Die Bundesarbeitsgemeinschaft für Senioren-Organisationen (BAGSO) fordert ein realistisches Altersbild in der Gesellschaft ein. Wo sehen Sie es denn verzerrt?
Wenn manche so tun, als ob man mit 80 noch wie mit 50 sein kann, oder andere, als ob alles Sterben in einem Martyrium endet. Älter werden und alt sein ist sehr viel normaler: Das Leben ist, was die körperlichen Fähigkeiten angeht, meist eine ballistische Kurve. Die meisten Menschen sterben, weil ihre Lebenskräfte zu Ende gehen, nicht wegen gesundheitlicher Katastrophen. Sterben ist ein Teil des Lebens.
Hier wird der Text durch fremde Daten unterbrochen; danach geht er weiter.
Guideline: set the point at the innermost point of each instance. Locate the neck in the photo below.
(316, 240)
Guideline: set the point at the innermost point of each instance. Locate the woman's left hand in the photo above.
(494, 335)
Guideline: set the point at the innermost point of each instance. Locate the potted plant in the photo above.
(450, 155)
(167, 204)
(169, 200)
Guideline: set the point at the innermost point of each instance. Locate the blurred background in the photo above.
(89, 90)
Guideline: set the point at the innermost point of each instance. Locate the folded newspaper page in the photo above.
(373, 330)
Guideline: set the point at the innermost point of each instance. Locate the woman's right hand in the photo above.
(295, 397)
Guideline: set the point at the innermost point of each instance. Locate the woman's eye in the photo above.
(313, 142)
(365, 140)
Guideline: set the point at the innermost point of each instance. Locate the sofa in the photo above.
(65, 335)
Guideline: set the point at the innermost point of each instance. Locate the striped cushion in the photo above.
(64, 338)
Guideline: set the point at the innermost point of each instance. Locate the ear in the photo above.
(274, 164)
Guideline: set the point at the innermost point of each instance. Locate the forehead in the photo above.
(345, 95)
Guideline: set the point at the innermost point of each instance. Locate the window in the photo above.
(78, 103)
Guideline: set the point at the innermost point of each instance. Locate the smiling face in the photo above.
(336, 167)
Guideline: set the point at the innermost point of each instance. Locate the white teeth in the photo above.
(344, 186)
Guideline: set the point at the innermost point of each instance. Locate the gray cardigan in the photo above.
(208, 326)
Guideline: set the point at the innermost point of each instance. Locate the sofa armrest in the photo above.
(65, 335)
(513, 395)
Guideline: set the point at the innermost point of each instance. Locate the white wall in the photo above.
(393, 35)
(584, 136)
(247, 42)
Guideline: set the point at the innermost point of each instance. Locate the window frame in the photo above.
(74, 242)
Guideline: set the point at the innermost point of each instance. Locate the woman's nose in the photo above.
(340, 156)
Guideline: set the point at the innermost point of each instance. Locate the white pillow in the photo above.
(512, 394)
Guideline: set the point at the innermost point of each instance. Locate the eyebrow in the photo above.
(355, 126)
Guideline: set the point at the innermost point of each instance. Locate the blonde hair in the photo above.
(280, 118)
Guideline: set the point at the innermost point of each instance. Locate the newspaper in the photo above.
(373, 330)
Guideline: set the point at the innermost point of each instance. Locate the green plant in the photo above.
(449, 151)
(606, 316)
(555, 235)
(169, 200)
Auch fordert die BAGSO, die gesellschaftliche Teilhabe älterer Menschen zu fördern. Ist es nicht so, dass viele Älteren vor allem mit sich selbst zu tun haben?
Teilhabe und Teilnahme heißt, dass man als älterer Mensch nirgendwo im gesellschaftlichen Leben ausgeschlossen ist, weil man älter ist. Selbstverständlich hängt beides davon ab, ob der einzelne Mensch das möchte und es noch kann. Bei dem Können geht es oft um simple Dinge wie Stolperkanten in Wohnungen und an Ampeln, gute Ein- und Ausstiege beim ÖPNV. Mobilität ist ganz wichtig für die Lebensqualität im Alter.
Sind für die Pflege der Zukunft die Weichen gestellt?
Da ist dringender Handlungsbedarf: bei der Ausbildung und Bezahlung der Pflegekräfte. Bei der Gewinnung von Nachwuchs. Bei der Entlastung in den Heimen durch höheren Besatz an Pflegekräften und durch Entbürokratisierung. Auch bei der Stützung der Pflege in den Familien durch eine Pflegezeit, wenn Angehörige dafür ihre Arbeitszeit reduzieren.